Recent CDL school graduates face many obstacles and all too often, their chosen career does not work out as they had hoped.
For the most part, it is not their fault and the blame for “failure” falls squarely on the shoulders of the trucking companies. We are seeing a rise in one of the most deceitful practices by the truck transportation industry toward new, inexperienced drivers: the company owner operator lease agreement.
I received the following letter by mail a few days ago from a driver requesting assistance concerning this issue:
“I have been driving for nearly two years as an owner operator under my company’s lease purchase plan after they told me that this is “where the money is.” I came right out of their CDL training school and have been stuck in this lease ever since. “
“They talk you into it and tell you that’s where the money is, but they don’t tell you that when you sign up, you will pay for your training even if you work for them a year. The Government pays them and you pay them, and your loan ends up being about $7000-$8000.”
“I need to get out of here! I am only making $400-$600 per week, just like most of their company drivers and they are running between 40-50 new driver applicants through their school per week.”
“I wished I had known about you two years ago, but I just recently found your site and everything you say is TRUE! This “starter company” as you call them, is a job from Hell!” Can you help me find another company to drive for where I can make some real money?”
Many times I have discussed the government subsidy programs which aid in these motor carrier practices and due to the continual hardships brought on by the 2008 recession, motor carriers are pushing harder than ever before to divert drivers from a company-driver position, into the position of an owner operator.

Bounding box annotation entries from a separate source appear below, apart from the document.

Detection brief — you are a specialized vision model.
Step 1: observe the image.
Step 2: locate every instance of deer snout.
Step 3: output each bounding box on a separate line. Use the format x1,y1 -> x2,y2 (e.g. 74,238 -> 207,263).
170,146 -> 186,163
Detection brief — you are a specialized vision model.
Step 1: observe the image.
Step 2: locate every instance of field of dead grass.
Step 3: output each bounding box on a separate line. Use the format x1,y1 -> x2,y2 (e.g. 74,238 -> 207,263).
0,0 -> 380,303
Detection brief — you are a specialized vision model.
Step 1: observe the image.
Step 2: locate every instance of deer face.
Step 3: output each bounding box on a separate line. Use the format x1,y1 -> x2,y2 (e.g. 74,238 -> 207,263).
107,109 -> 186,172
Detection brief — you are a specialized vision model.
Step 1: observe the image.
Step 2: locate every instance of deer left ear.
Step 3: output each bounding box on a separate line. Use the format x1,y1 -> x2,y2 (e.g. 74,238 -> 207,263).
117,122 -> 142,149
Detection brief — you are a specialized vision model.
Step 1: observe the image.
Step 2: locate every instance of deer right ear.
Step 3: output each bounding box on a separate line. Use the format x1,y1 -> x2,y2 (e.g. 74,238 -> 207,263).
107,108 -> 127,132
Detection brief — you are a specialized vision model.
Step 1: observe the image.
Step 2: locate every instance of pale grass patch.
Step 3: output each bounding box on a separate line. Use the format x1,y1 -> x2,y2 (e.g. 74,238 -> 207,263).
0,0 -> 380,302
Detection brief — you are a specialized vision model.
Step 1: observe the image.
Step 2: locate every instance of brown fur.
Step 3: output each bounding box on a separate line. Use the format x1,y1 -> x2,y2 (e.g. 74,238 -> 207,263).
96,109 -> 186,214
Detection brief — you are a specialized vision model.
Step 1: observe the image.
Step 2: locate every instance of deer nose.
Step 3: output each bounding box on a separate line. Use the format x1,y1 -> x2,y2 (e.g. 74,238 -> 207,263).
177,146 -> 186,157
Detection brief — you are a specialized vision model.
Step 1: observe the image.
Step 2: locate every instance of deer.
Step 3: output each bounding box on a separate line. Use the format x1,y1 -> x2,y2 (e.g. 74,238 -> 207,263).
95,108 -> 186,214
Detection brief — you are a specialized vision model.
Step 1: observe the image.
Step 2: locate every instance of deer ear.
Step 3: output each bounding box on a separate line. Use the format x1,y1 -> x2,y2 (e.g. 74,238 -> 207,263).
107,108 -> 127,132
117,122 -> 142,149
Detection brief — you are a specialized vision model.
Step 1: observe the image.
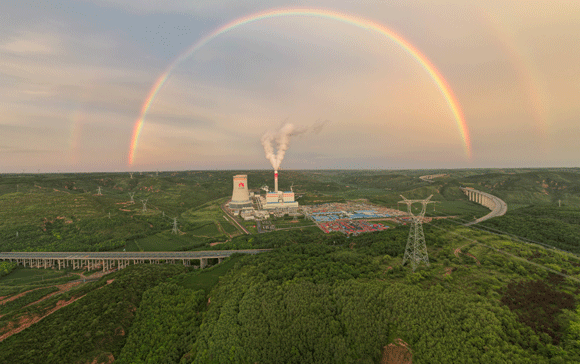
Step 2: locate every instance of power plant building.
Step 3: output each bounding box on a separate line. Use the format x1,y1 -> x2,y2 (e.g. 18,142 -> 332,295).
229,174 -> 252,210
262,171 -> 298,210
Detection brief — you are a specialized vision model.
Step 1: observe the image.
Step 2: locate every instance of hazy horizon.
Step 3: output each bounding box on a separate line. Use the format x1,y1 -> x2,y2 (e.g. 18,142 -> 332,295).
0,0 -> 580,173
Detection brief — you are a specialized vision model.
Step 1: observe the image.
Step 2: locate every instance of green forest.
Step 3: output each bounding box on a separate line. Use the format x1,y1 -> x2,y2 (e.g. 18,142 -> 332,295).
0,170 -> 580,364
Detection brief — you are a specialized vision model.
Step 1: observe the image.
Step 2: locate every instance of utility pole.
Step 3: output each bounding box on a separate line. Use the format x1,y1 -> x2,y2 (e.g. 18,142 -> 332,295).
171,217 -> 177,234
400,195 -> 433,273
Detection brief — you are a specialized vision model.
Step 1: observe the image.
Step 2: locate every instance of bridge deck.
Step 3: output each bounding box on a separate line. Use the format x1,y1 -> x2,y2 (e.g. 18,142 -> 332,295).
0,249 -> 270,260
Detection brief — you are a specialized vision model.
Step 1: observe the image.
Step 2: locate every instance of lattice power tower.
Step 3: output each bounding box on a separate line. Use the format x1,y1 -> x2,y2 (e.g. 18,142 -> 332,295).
399,195 -> 435,273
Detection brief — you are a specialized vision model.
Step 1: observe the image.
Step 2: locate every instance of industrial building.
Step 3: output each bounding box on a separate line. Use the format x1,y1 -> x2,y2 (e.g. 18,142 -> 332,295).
229,174 -> 252,210
262,171 -> 298,210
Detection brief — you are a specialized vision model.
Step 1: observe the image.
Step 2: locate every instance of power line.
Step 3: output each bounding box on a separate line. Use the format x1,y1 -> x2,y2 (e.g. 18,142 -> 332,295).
400,195 -> 433,273
171,217 -> 177,234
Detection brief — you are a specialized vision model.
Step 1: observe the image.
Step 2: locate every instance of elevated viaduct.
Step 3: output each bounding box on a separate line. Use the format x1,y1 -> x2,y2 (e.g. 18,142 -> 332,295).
460,187 -> 507,226
0,249 -> 270,271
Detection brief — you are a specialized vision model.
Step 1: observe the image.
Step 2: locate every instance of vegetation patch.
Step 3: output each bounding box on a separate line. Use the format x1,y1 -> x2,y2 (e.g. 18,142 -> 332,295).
501,274 -> 576,345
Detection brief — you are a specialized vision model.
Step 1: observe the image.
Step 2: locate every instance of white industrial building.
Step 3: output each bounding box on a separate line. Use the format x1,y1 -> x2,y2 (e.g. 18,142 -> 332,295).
229,174 -> 252,210
262,171 -> 298,210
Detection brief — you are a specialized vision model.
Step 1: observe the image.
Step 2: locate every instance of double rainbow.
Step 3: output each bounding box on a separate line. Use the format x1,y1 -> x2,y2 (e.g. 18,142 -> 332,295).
129,8 -> 471,165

The largest liability for a trucking company belongs to the on-going costs and expenses of the truck: insurance, maintenance, fuel, etc. If the company can talk you into becoming a highly paid owner operator so you will pick up all of these expenses, all the better for them. Another practice that falls in line with these company owner operator lease programs, is the constant turning-over of the drivers, usually done by cutting their miles and starving them out.
The trucks used by these motor carriers for their owner operator lease purchase programs, have been paid off many times over, by former would-be owner operators who fell for their sales pitch. Although there are some trucking companies who offer a decent truck lease plan, I believe that overall, drivers should stay away from company lease programs. For the most part, they are designed for the driver to fail.
Our survey took place over a 15 month period, receiving 3,611 respondents and resulted in 72% of those responding, believing that the company owner operator lease agreement is deceitful.
It is best to retain your truck through an outside lending source and stay away from the trucking company owner operator lease plan. I recommend Lone Mountain Truck Leasing as one source for outside commercial motor vehicle financing.
As we see a rise in the desperate maneuvering by motor carriers to sway drivers into becoming an owner operator, I felt it was time to reiterate the real truth about trucking.